The observations of Lord Russell of Killowen in
Attorney-General v. Carlton Bank [1899] 2 QB 158, 164, though an early
pronouncement, is refreshing for its broad common sense :
"I see no reason why special canons of construction
should be applied to any Act of Parliament, and I know of no authority for
saying that taxing Act is to be construed differently from any other Act. The
duty of the court is, in my opinion, in all cases the same, whether the Act to
be construed relates to taxation or to any other subject, namely, to give effect
to the intention of the Legislature, as that intention is to be gathered from
the language employed having regard to the context in connection with which it
is employed ... Courts have to give effect to what the Legislature has
said."
The rule of construction that if the statutory provision
is susceptible to, or admits of, two reasonably possible views, then the one
which would promote its constitutionality should be preferred on the ground that
the Legislature is presumed not to have intended an excess of its own
jurisdiction, is subject to the further rule that it applies only where two
views are reasonably possible on the statutory language.

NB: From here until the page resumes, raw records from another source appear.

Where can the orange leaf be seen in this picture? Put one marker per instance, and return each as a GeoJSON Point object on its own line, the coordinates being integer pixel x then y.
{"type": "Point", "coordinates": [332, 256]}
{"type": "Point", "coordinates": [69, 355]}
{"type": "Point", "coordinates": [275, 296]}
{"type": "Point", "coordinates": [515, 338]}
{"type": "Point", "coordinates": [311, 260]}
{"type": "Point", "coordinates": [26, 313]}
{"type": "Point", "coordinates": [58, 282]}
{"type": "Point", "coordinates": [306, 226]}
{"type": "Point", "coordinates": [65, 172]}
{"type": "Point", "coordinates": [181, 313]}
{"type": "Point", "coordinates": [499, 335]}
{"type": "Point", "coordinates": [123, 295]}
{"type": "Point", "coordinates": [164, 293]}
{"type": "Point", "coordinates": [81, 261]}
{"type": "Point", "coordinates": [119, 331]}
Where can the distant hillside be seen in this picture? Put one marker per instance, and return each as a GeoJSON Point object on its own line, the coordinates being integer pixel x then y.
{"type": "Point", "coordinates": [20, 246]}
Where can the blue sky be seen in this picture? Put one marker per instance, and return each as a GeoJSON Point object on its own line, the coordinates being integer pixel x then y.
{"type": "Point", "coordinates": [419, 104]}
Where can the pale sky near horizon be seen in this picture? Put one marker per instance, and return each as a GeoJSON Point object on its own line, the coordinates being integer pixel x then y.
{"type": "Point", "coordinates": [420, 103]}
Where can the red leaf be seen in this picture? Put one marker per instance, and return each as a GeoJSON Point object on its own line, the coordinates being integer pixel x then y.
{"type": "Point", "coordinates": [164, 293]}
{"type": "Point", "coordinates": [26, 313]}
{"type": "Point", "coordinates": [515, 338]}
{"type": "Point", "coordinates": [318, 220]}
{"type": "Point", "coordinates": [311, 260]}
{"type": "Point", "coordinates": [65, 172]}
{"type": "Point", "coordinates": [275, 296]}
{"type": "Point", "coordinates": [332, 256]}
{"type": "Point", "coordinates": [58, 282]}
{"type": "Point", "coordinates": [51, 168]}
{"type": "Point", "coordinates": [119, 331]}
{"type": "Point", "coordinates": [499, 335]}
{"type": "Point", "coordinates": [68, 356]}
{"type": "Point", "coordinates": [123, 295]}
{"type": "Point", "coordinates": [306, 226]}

If the words of the
statute, on a proper construction, can be read only in a particular way, then
they cannot be read in another way by a court of construction anxious to avoid
unconstitutionality. In a case, where, as here, a reference arises under the
Act, the question of the constitutionality of the Act cannot be examined and
pronounced upon. In State of Punjab v. Prem Sukhdas [1977] 3 SCR 408, 410, this
court made the point clear (at page 1642 of AIR 1977 SC) :
"... This amounts to nothing short of legislation. We
think that the view is an impossible one. The principle that, where a provision
is capable of one of two interpretations, the interpretation which validates
rather than one which may invalidate a provision applies only where two views
are possible. It cannot be pushed so far as to alter the meanings of the clear
words used in an enactment and to, in effect, repeal statutory provisions by
making them useless without holding them to be void." (Emphasis supplied)
Even in regard to the constitutionality of the
classification, it is not possible to rule out arguments as to the validity of
the classification as wholly unstateable. In a taxing measure, the Legislature
enjoys a wider latitude and its dispensations are based on an interaction of
diverse economic, social and policy considerations. Further, if the proviso is
bad for discrimination, it would follow that the converse situation brought
about by the later amendment, a discrimination as between gifts made as between
the 31 St of March, 1972, and on I St April, 1972, might also become bad. It is
true that we are required to notice the provision as it stood at the relevant
time.
We, however, should not be understood to have pronounced
on the question of constitutionality. That is the task of the court in a
judicial review but the rule of preference of a particular construction amongst
alternatives, in order to avoid unconstitutionality is unavailable here.
Accordingly, while Civil Appeals Nos. 1226 and 1227 of
1975 preferred by the assessee are dismissed, Civil Appeal No. 1118 of 1975 of
the Revenue is allowed and in reversal of the order dated September 18, 1974, of
the Andhra Pradesh High Court, the question referred is answered in the negative
and in favour of the Revenue.
In the circumstances, the parties are left to bear and pay
their own costs in these appeals.
Civil Appeals Nos. 1226 and 1227 of 1975 dismissed.
Civil Appeal No. 1118 of 1975 allowed.